Studies in twin pairs are of great interest to estimate the relative effect of genetic and environmental influences on melanoma development. In a recent large population-based study of Australian twins, genetic influences were shown to be a significant source of variation in liability to melanoma with identical twins being more than four times more likely to be affected with melanoma if they had an affected co-twin than non-identical twins .
MC1R variants have been associated with a 1.2 to 2.4-fold increased risk of melanoma with an additive effect for multiple variants [10–12]. A double variation in the MC1R gene, the c.451C > T (p.Arg151Cys) and the c.456C > A (p.Tyr152*), was detected in our twins.

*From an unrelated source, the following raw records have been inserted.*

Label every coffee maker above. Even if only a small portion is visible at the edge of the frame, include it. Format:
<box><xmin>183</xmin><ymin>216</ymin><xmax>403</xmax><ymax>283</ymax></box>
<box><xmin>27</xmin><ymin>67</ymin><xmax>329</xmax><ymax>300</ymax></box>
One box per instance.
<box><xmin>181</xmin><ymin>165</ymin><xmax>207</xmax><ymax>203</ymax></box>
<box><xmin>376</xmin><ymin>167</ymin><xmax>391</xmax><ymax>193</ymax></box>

The p.Arg151Cys has been shown to confer the highest melanoma risk with summary estimates ranging from 1.78 (95%CI 1.45–2.20) to 1.93 (95%CI 1.54–2.41) in two recent meta-analyses [10, 11]. We previously reported a significant association of the p.Arg151Cys allele with melanoma risk in a population from central Italy, with an OR of 2.94 (95%CI, 1.04–8.31) . In functional studies, the p.Arg151Cys mutant receptor showed a reduced cell surface expression with intracellular retention and a corresponding impairment in cAMP coupling . The nonsense p.Tyr152* is a rare RHC variant associated with a severe functional impairment of the MC1R due to the lack of the last four transmembrane fragments [14, 15]. Interestingly, MC1R-associated melanoma risk has been shown to increase with the number of variants in the genotype supporting the MC1R-associated susceptibility in our patients carrying two nonfunctional MC1R variants. Finally, carriers of MC1R RHC variants have been recently suggested to develop melanomas lacking significant pigmentation [16, 17] as also observed in the hypomelanotic melanomas of our twins.
In addition to the well-defined association of MC1R with melanoma, other low-penetrance melanoma risk alleles have been described in genes related to pigmentation, nevus count, immune responses, DNA repair, metabolism and the vitamin D receptor . In this regard, we cannot rule out the possible involvement of other low-penetrance melanoma susceptibility alleles in our twins since they were not genotyped in our patients.
The concordance for cutaneous melanoma as well as the congruence for its location and identity of the age of onset in monozygotic twins support the role of genetic rather than environmental factors in the development of melanoma. Detection of two high-risk MC1R variants in our identical twins in the absence of CDKN2A and CDK4 mutations highlights the contribution of low penetrance genes, such as MC1R, in melanoma susceptibility, although additional known or as yet unknown genetic risk factors might be involved.